There are two options availble to install TensorFlow on UBELIX:
- Install Tensorflow using CUDA and cuDNN from UBELIX software stack
- Install Tensorflow using CUDA from pip-extras
Install Tensorflow using CUDA and cuDNN from UBELIX software stack (recommended)
This approach uses for UBELIX optimised installations of CUDA and cuDNN and therefore theoretically provides superior performance.

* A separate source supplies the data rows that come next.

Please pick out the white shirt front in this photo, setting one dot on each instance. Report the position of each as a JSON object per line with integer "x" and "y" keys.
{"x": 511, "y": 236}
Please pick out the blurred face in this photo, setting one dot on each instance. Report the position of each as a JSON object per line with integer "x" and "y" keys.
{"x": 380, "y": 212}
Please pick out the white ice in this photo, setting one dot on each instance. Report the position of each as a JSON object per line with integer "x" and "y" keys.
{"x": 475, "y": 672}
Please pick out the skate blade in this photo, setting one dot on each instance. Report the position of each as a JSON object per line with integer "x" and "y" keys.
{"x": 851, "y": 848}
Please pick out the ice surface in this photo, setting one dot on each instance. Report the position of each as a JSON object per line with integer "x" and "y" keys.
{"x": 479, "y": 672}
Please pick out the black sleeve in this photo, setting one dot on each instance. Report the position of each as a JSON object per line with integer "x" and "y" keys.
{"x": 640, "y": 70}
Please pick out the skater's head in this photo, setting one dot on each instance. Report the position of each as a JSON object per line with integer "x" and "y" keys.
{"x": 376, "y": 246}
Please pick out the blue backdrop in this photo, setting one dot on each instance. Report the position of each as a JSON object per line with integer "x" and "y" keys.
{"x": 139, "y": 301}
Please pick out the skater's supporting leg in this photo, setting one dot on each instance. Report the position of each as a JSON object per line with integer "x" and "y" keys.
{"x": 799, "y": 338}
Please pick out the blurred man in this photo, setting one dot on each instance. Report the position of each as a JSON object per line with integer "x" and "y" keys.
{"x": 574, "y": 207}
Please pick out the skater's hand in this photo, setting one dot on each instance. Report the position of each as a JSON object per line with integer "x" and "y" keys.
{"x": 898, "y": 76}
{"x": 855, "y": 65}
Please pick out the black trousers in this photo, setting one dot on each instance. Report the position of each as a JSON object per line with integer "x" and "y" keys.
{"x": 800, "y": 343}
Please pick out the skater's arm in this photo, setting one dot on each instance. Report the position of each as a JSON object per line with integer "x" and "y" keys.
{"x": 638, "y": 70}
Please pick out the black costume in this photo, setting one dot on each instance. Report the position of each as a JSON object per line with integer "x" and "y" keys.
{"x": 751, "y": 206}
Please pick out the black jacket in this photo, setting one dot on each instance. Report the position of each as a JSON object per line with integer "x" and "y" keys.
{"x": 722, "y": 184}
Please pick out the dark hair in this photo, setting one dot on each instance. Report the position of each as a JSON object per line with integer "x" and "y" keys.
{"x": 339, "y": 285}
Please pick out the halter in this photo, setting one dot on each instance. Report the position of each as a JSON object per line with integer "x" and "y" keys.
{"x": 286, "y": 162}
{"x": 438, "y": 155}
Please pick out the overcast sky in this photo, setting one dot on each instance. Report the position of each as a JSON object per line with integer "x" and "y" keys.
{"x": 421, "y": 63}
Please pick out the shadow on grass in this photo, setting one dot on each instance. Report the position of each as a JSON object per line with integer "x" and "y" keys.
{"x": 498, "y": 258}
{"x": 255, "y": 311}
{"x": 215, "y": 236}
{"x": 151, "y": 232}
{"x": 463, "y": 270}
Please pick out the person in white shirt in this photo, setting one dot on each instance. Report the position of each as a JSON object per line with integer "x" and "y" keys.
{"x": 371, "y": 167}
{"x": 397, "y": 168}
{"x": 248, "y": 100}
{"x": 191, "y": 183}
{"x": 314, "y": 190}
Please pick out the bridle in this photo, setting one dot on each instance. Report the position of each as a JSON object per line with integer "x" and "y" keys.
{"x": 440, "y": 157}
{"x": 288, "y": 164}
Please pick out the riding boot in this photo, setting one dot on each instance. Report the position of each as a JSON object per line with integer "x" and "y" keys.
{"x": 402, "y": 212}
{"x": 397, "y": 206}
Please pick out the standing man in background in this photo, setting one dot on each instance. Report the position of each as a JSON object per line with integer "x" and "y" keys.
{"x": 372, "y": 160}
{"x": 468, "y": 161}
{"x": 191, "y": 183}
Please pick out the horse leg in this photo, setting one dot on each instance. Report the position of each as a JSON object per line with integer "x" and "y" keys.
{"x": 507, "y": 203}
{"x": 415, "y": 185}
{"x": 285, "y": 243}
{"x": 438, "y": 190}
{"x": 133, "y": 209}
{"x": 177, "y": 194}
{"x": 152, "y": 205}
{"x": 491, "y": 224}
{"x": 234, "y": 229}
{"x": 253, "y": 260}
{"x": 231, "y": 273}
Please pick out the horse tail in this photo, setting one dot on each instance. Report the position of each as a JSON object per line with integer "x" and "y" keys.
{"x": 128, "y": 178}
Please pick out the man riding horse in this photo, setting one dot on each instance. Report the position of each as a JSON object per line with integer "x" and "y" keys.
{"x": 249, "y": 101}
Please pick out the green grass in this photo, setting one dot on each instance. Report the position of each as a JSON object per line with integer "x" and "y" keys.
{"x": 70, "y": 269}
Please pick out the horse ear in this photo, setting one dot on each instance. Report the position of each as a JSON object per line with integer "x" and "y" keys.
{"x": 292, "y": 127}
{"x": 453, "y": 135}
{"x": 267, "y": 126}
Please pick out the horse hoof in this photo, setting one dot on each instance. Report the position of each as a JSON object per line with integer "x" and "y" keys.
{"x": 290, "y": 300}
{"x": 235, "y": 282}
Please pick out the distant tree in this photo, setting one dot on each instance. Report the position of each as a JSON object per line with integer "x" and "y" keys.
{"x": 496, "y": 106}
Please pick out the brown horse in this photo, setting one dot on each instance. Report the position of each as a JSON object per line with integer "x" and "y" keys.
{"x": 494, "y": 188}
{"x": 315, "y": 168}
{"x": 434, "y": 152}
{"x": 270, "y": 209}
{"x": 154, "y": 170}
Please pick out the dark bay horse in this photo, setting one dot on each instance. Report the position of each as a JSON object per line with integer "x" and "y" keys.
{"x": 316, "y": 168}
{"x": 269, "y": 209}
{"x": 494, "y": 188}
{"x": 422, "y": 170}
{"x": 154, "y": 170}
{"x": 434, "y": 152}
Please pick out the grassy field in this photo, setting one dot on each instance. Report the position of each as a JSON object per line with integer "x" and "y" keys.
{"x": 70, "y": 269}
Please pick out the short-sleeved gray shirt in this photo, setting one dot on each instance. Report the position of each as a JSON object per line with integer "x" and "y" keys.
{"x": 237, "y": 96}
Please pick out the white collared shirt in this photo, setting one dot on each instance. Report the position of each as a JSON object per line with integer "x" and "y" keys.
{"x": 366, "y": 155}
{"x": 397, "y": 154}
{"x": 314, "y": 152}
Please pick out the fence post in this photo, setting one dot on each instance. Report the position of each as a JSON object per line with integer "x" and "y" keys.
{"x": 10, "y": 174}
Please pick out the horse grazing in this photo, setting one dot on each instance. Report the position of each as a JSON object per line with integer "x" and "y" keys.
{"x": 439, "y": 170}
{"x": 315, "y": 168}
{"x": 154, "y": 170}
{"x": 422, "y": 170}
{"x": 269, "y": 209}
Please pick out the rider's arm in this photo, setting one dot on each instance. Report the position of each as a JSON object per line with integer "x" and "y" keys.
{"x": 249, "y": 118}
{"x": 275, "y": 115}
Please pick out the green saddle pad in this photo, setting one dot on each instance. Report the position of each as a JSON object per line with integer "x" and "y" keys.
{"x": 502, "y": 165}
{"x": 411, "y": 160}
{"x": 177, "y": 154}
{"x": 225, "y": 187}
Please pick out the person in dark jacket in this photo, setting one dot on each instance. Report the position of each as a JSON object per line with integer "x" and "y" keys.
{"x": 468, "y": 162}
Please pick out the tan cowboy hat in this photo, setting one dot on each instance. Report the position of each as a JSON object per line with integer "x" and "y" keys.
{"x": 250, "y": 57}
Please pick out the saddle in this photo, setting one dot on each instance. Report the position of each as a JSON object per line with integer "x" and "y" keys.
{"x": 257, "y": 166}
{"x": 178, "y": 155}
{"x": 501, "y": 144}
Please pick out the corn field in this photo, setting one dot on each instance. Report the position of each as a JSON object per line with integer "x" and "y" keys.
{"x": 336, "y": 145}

In order to use CUDA and cuDNN modules from the UBELIX software stack with TensorFlow we need to find a matching version of Tensorflow:
- List available CUDA and cuDNN version as modules with
module spider
- Find matching Tensorflow version here
Currently the following versions are supported:
Tensorflow Version | CUDA version | cuDNN version |
---|---|---|
tensorflow-2.14.0 | CUDA/11.8.0 | 8.7.0.84 |
tensorflow-2.15.0 | CUDA/12.2.0 | 8.9.2.26 |
To install either of these version request an interactive job on a GPU node:
salloc --time=01:00:00 --partition=gpu --gres=gpu/rtx4090:1 --cpus-per-task=16 --mem-per-cpu=4G
srun --pty bash
Install tensorflow-2.14.0
module load CUDA/11.8.0
module load cuDNN/8.7.0.84-CUDA-11.8.0
module load Anaconda3
eval "$(conda shell.bash hook)"
conda create -n tf214 python=3.9 -c conda-forge
conda activate tf214
pip install tensorflow==2.14.0
Install tensorflow-2.15.0
module load CUDA/12.2.0
module load cuDNN/8.9.2.26-CUDA-12.2.0
module load Anaconda3
eval "$(conda shell.bash hook)"
conda create -n tf215 python=3.9 -c conda-forge
conda activate tf215
pip install tensorflow==2.15.0
Check the installation
To check if the installation of TensorFlow was successful we can check if a GPU is detected:
python3 -c "import tensorflow as tf; print(tf.config.list_physical_devices('GPU'))"
Other versions
Other versions might work as well, i.e TensorFlow 2.17 with CUDA 12.2. However we advise against this practice as these unsupported configurations tend to break more easilly and are harder to debug. If you need a different version of TensorFlow, please follow the approach below.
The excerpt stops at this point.